While the use of these advanced EEG analysis approaches has become rapidly mainstream in non-human and adult human neuroscientific research, it is still rare in infant research. This is unfortunate, since they not only have yielded important new insights in adult research and are likely to offer the same potential in infant studies, but they may even provide higher gains in infancy research, which suffers from notoriously low data quality and quantity. It may for instance reduce attrition rates, as experimental designs can be optimized to be highly engaging for infant participants. Rather than presenting hundreds of repetitions of very similar stimuli, which raises the additional challenge of keeping a non-cooperative participant attending to the screen, participants can be presented with constantly changing, engaging videos in which stimuli are embedded.
Importantly, as in adult work, infant brain research has seen an increased interest in the use of naturalistic settings over the past years. Recent research has for instance demonstrated the feasibility of investigating interpersonal neural coupling in adult-infant-interactions (Leong et al., 2017) or the use of oscillatory brain responses in analyzing responses to dynamic social information (Jones, Venema, Lowy, Earl, & Webb, 2015).
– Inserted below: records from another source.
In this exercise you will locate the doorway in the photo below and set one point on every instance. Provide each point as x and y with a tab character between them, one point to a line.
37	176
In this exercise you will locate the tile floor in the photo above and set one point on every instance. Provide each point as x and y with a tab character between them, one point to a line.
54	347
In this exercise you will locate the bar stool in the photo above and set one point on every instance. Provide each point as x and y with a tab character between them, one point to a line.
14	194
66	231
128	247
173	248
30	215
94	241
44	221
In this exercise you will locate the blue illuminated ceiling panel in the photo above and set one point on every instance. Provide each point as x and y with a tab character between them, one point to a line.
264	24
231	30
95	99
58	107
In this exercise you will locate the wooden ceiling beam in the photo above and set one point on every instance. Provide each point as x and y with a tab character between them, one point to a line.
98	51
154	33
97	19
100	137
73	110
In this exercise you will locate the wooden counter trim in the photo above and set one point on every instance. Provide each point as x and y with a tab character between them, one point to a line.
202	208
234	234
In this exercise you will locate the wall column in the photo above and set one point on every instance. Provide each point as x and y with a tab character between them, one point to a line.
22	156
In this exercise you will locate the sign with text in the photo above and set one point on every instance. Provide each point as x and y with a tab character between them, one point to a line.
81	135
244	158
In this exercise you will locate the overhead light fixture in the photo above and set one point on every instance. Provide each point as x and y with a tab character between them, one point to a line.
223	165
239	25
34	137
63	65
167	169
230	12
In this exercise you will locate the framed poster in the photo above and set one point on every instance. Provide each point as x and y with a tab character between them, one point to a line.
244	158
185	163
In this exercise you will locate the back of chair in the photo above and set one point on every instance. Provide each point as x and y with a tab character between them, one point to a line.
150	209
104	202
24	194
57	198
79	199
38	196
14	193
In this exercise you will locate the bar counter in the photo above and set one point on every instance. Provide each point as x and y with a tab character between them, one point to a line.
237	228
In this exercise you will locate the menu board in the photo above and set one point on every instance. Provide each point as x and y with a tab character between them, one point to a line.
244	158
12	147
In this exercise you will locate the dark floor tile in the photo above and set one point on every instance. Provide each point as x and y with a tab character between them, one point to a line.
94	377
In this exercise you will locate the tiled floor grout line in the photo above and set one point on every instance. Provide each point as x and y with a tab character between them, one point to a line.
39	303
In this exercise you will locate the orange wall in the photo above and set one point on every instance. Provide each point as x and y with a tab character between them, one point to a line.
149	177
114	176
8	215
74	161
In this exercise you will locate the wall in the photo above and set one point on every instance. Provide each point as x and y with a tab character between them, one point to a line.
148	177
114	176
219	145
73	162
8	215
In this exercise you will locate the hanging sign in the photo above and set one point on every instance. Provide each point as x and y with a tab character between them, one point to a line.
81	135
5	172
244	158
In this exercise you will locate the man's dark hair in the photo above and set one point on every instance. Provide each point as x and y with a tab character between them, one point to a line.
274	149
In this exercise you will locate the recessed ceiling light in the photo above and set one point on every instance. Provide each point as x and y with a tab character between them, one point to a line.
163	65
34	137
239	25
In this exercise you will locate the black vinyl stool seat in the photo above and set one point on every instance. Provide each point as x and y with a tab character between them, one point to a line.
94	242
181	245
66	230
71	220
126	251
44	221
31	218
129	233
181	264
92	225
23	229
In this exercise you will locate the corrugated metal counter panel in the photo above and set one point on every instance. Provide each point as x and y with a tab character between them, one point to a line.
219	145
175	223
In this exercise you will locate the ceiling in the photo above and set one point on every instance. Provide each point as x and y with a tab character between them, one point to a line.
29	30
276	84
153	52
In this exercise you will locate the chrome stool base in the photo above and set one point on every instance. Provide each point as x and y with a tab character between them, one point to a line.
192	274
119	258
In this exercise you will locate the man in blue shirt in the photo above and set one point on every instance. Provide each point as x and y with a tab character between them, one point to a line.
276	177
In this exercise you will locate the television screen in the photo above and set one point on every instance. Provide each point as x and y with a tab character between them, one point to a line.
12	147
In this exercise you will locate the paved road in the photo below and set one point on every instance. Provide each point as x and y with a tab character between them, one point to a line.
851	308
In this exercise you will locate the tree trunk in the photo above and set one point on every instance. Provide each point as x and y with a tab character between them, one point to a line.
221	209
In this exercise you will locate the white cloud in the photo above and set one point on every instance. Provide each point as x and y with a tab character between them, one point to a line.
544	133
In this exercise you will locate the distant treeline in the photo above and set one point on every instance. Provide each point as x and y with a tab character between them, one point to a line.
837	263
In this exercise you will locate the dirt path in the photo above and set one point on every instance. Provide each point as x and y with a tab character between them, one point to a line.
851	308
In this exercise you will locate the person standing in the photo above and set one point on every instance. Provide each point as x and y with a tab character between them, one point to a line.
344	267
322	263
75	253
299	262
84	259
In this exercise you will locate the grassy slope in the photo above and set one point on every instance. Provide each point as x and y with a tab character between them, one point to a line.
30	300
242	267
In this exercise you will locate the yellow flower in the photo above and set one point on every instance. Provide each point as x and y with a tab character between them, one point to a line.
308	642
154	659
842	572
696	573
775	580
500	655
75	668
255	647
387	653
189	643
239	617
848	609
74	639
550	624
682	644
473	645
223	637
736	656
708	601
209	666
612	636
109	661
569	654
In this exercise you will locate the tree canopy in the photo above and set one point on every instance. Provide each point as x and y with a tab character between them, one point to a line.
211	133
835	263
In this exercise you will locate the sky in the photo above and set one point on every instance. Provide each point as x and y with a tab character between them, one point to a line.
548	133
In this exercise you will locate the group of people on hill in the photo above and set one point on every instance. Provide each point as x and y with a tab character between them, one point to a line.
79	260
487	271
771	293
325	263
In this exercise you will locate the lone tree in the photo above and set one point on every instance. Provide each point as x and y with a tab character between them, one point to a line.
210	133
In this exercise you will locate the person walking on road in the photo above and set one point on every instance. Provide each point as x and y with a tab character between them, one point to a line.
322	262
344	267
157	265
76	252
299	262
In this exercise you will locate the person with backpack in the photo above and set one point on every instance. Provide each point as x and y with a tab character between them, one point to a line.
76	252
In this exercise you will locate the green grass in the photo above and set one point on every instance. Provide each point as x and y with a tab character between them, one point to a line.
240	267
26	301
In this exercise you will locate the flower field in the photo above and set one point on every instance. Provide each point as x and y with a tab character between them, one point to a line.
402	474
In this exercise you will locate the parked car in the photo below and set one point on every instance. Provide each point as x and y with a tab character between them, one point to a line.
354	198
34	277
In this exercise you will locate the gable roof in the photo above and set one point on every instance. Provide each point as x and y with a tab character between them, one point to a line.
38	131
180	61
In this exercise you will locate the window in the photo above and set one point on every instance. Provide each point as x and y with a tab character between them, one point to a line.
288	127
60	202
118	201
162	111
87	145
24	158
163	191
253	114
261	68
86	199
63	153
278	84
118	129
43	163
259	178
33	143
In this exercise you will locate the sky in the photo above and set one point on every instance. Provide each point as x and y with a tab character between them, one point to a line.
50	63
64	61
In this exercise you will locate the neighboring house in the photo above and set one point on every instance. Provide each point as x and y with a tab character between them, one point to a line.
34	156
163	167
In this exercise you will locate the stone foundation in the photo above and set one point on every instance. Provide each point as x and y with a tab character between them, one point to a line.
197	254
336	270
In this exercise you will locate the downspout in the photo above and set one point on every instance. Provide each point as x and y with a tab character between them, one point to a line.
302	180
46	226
While dynamic, naturalistic settings and experimental paradigms yield important new insights into how brains behave and interact in real life rather than an abstract laboratory setting, they inherently pose the additional challenge of hard-to-predict and highly variant sensory input. Being able to directly relate a constantly changing input to ongoing brain responses would therefore also be crucial for the analysis of state-of-the-art ecologically valid experimental designs.
One particularly promising approach to do so is the use of multivariate temporal response functions (mTRFs), which offer a mathematically simple way to link ongoing, continuous environmental signals to simultaneously recorded brain responses. In adults, mTRFs have successfully been used to track the processing of ongoing speech (e.g., Fiedler et al., 2019) as well as ongoing and naturalistic visual input (O’Sullivan, Crosse, Di Liberto, & Lalor, 2017). Furthermore, Kalashnikova et al. (2018) used mTRFs in infants to analyze the processing of ongoing auditory speech signals, reporting a stronger cortical tracking for infant-directed compared to adult-directed speech (Kalashnikova, Peter, Di Liberto, Lalor, & Burnham, 2018).
We here demonstrate the feasibility and utility of a forward encoding modelling combined with non-repetitive complex multisensory stimulation in an infant population. We presented 7-month-old infants with a 4’48’’ long age-appropriate cartoon (one episode of the cartoon-show Peppa Pig) while recording the EEG. We focused our analysis on the processing of three low-level physical stimulus parameters; the auditory envelope, the motion content, and luminance. All three parameters have been amply investigated in both infants and adults and are known to elicit reliable ERP responses.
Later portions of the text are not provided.